1. Field of the Invention
The present invention relates to technology for notifying the occurrence of a failure when failure occurs on an access line connected with a network.
2. Description of the Related Art
In the past, using an MPLS (Multiprotocol Label Switching) network of a service provider (SP) between a certain customer site and another customer site, VPWS (Virtual Private Wire Service) is known as a service for performing point-to-point data communication via a layer 2 VPN (Virtual Private Network).
FIG. 10 is an explanatory drawing showing an example of a network for which a typical VPWS is used. As shown in FIG. 10, with VPWS, there is an MPLS network between the User 1 which is one customer site and the User 2 which is the other customer site (following, called the VPWS network). Of these, for the one customer site User 1, the network devices such as a switch, router, and the like at the edge part of this (hereafter called the customer edge) CE1 and for the VPWS network, the network devices such as a switch, router, and the like at the other edge part (hereafter called the provider edge) PE1 are connected using an access line, and similarly, for the other customer site User 2, the customer edge CE2 at the edge part, and for the VPWS network, the provider edge PE2 at the other edge part are also connected using an access line. Then, the mutual access lines that connect between CE and PE (in other words, the provider edges PE1 and PE2) are connected point-to-point by an affiliated virtual circuit VC within the VPWS network.

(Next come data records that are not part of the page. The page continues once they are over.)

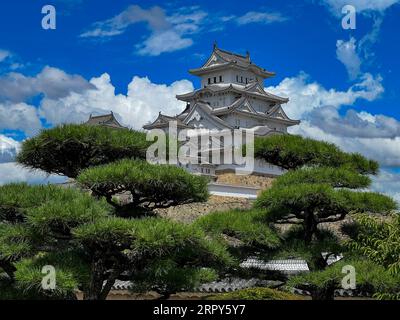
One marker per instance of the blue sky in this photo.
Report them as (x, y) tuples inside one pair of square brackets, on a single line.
[(132, 57)]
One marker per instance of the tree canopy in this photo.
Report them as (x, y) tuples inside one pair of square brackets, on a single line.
[(293, 152), (149, 185), (69, 148), (311, 196)]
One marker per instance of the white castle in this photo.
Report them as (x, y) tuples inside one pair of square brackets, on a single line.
[(232, 96)]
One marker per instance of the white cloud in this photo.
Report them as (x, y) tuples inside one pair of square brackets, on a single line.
[(4, 54), (8, 149), (19, 116), (346, 52), (260, 17), (384, 150), (52, 82), (336, 6), (387, 182), (11, 172), (375, 136), (354, 124), (140, 105), (306, 96)]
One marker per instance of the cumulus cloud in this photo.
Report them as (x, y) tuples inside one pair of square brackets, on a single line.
[(167, 33), (375, 136), (140, 105), (387, 182), (8, 149), (11, 172), (19, 116), (346, 52), (261, 17), (52, 82), (4, 54), (384, 150), (354, 124)]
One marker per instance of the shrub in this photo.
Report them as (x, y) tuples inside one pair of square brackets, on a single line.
[(67, 149), (255, 294), (150, 185), (243, 225)]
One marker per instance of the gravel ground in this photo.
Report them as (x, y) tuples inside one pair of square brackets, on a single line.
[(187, 213)]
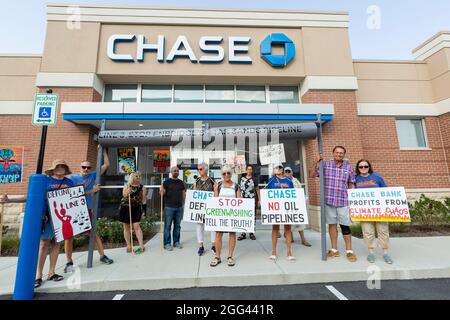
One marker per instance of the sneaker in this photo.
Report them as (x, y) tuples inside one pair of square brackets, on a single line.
[(332, 254), (387, 259), (69, 267), (139, 250), (351, 257), (178, 245), (106, 260)]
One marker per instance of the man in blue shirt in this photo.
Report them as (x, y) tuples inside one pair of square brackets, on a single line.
[(86, 178)]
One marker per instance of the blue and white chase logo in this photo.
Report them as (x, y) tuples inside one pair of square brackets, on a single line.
[(210, 46)]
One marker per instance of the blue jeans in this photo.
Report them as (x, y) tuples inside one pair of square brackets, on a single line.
[(172, 215)]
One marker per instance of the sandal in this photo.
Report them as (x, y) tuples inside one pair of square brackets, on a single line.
[(37, 283), (215, 262), (56, 277)]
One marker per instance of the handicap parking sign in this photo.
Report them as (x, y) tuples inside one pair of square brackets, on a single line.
[(45, 112), (45, 109)]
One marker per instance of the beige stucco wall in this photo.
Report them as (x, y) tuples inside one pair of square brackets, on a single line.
[(17, 77), (69, 50), (393, 82)]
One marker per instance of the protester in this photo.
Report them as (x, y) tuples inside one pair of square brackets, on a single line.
[(248, 186), (204, 183), (174, 192), (228, 189), (86, 178), (135, 193), (366, 178), (280, 181), (300, 227), (338, 178)]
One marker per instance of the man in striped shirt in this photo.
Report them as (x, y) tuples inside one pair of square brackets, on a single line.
[(338, 178)]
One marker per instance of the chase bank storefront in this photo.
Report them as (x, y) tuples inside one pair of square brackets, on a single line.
[(135, 76)]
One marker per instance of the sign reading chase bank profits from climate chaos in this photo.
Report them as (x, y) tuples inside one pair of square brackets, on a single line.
[(283, 206), (230, 214), (210, 46), (379, 204), (195, 205)]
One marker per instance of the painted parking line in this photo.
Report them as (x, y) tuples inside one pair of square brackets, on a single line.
[(334, 291)]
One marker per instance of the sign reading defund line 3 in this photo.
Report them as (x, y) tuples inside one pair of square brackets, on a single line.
[(283, 206), (379, 204)]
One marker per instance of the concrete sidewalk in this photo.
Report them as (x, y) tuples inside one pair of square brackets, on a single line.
[(414, 258)]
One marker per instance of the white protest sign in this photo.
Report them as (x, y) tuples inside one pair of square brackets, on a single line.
[(272, 154), (379, 204), (283, 206), (69, 212), (230, 214), (195, 205)]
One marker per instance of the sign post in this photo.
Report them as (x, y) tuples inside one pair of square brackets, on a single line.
[(44, 114)]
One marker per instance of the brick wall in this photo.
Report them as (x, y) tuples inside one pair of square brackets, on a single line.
[(68, 141)]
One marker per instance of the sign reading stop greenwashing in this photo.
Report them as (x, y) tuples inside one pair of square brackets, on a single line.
[(195, 205), (283, 206), (379, 204), (45, 109), (230, 214)]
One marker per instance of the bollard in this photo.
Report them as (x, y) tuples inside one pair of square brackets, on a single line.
[(31, 233)]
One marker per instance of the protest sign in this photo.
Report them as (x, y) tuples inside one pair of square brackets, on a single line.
[(69, 212), (230, 214), (11, 164), (379, 204), (195, 205), (283, 206)]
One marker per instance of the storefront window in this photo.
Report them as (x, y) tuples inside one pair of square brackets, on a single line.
[(283, 94), (188, 94), (120, 93), (156, 93), (411, 133), (250, 94), (220, 94)]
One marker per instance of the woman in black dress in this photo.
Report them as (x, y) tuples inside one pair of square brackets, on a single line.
[(134, 193)]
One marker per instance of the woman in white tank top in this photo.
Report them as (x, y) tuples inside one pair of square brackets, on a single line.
[(227, 189)]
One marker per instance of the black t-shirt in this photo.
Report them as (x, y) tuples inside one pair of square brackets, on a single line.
[(174, 193)]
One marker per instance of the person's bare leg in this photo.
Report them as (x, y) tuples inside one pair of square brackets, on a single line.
[(54, 252), (218, 243), (332, 229), (43, 246), (232, 243), (127, 235), (139, 235), (275, 231), (288, 233), (100, 249), (68, 249)]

For a VPWS network with this kind of constitution, for example, a layer 2 packet sent from one customer site User 1 is transferred to the provider edge PE1 via the access line from that customer edge CE1, and next, this is transferred to the provider edge PE2 via the virtual circuit VC from the provider edge PE1, and furthermore, is transferred to the customer edge CE2 via the access line from the provider edge PE2, and is received by the other customer site User 2. At this time, the layer 2 packet is encapsulated within the virtual circuit VC and transferred.
So then, for this kind of VPWS network, when building a so-called redundant structure, a structure for which a substitute path is prepared in case of network failure, for example with layer 2, by operating STP (Spanning Tree Protocol) that is the redundancy control protocol between the customer edges (CE1-CE2), it is possible to realize a redundant structure, and with layer 3, by operating the routing protocol that represents the OSPF (Open Shortest Path First) or BGP (Border Gateway Protocol), and at each customer edge, by setting the normal path and the redundant path, it is possible to realize a redundant structure.
FIG. 11 is an explanatory drawing showing an example of a network for which a redundant structure is built for the VPWS network. In FIG. 11, PE3 and PE4 are both provider edges, and these provider edges PE3 and PE4, the same as with the provider edges PE1 and PE2, within the VPWS network, these are connected point-to-point by an affiliated virtual circuit VC. Then, the redundant path that is a substitute path is constituted using CE1-PE3-PE4-CE2. As an item related to this type of technology, in the past, the item noted in Japanese Patent Laid-Open Gazette No. 2003-298632 is known, for example.
For the concerned redundant structure, within the normal path of CE1-PE1-PE2-CE2, when failure occurs, when the customer edges CE1 and CE2 detect this, by switching from the normal path to the redundant path, it is possible to keep continuity of the communication.
However, in this way, when the redundant structure is realized at the VPWS network, there were the following kinds of problems. For example, at the access line between CE1 and PE1, when failure occurs, at the customer edge CE1, since there is failure at its own access line, it is possible to detect that failure occurrence, and to immediately switch to the redundant path, but with the other customer edge CE2, since there is failure at the other party access line, to detect the failure with the aforementioned redundancy control protocol, the timeout time stipulated in the redundancy control protocol is required, so there was the problem that it was not possible to immediately switch to the redundant path.
In light of this, in the prior art, to detect failure occurrence at the other party access line, a reachability verification protocol was operated between the customer edges (between CE1 and CE2). Specifically, between the customer edges (between CE1 and CE2), an echo packet stipulated by that protocol is sent and received, for example when failure occurs at the access line between CE1 and PE1, the echo packet from the customer edge CE1 is stopped, and at the customer edge CE2, by detecting the timeout of that echo packet, that failure occurrence is detected.